La Crate while probably not on the radar of most cult film lists still represents the early work of visionary Alejandro Jodorowsky. The short film which last for 20 minutes is presented without dialog exchange relying simply on cheery backing music and sound Fx. The premise of the short involves a Persian local shop where one can shop for a new head.

On elevated shelves sits various decapitated living heads that can be selected, purchased and applied to the recipient. The shop owner simply sits them down while she unscrews their current head to be exchanged for a new model. When a local walks in, he is intent on changing his head for a model to impress a lady down the street.. Though each time he arrives, she rejects his choice and sends him back for a replacement. This odd comedy manages to incorporate a bit of the absurd and the surreal on a light level. In fact much like you might compare to an episode of “I Love Lucy”.

As the man returns time and time again for a new choice, the shop owner becomes infatuated with his original head and takes it home as a companion. The man eventually ends up with a stern head that he witnessed being removed when he first arrived. Though he still yeans for his original head back. When he discovers that it’s missing he becomes depressed leading him in search of his former head. Citizens pass by without his head in sight. It’s only when he pays a home visit to the shop owner that he discovers all along the destiny waiting for him.

The piece is silly, plays out like theatre but has a central message at its core. Viewers should not expect the later more realized film style that director Alejandro Jodorowsky has made a name for himself with.
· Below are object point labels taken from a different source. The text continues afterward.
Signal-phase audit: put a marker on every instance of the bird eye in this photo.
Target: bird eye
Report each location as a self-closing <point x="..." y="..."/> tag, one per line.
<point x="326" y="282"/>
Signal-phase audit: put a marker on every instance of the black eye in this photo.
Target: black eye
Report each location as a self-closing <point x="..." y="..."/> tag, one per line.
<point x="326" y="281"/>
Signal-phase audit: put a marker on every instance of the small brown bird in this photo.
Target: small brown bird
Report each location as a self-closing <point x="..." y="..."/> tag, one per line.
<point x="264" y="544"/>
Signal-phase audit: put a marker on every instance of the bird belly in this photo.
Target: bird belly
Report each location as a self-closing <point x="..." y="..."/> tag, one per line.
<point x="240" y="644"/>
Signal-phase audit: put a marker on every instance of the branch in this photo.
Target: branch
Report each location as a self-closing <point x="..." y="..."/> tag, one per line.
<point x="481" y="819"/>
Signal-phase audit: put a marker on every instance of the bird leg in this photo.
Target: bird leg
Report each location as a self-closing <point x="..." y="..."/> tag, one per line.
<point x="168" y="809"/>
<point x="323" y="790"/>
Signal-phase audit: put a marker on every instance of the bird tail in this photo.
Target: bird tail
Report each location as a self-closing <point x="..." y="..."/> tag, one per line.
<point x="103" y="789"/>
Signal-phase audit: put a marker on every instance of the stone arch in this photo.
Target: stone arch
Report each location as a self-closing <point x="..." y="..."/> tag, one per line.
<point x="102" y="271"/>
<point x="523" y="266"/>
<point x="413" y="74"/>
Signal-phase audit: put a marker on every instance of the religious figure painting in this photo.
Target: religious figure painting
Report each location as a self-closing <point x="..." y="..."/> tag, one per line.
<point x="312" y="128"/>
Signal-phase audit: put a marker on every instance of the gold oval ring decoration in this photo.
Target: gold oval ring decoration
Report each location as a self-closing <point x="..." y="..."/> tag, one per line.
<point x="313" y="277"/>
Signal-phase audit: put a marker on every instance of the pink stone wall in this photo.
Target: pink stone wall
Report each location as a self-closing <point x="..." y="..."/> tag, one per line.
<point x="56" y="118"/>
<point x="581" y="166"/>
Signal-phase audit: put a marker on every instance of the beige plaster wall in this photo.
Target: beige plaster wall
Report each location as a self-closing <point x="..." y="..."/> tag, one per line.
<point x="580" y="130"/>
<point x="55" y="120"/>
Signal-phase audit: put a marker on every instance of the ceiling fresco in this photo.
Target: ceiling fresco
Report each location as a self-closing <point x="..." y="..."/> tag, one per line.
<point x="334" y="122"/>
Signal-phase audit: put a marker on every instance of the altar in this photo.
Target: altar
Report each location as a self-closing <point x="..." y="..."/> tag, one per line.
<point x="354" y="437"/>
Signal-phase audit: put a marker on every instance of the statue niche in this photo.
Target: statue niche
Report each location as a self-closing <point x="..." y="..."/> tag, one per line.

This piece feels more experimental, safe and charming. Jodorowsky
later works begin to take a different direction with a more surreal darker tone that becomes a staple for several of his future works. The film was a mime adaptation based on a Thomas Mann story.

Trivia found includes the following:
This film was based on one of the twenty-five tales in the vetAla paJcaviMzati (transliterated Sanskrit – translates as “Vetala Twenty-Five”), by way of Thomas Mann’s Die vertauschten Köpfe (a.k.a. The Transposed Heads).

Released as ‘La Cravate’ with ‘The Films of Alejandro Jodorowsky’ box-set from Anchor Bay in 2007. Digitally remastered to HD from a print found in a German attic in 2006.

This film was thought to be lost for almost 50 years until a print was discovered in an attic in Germany.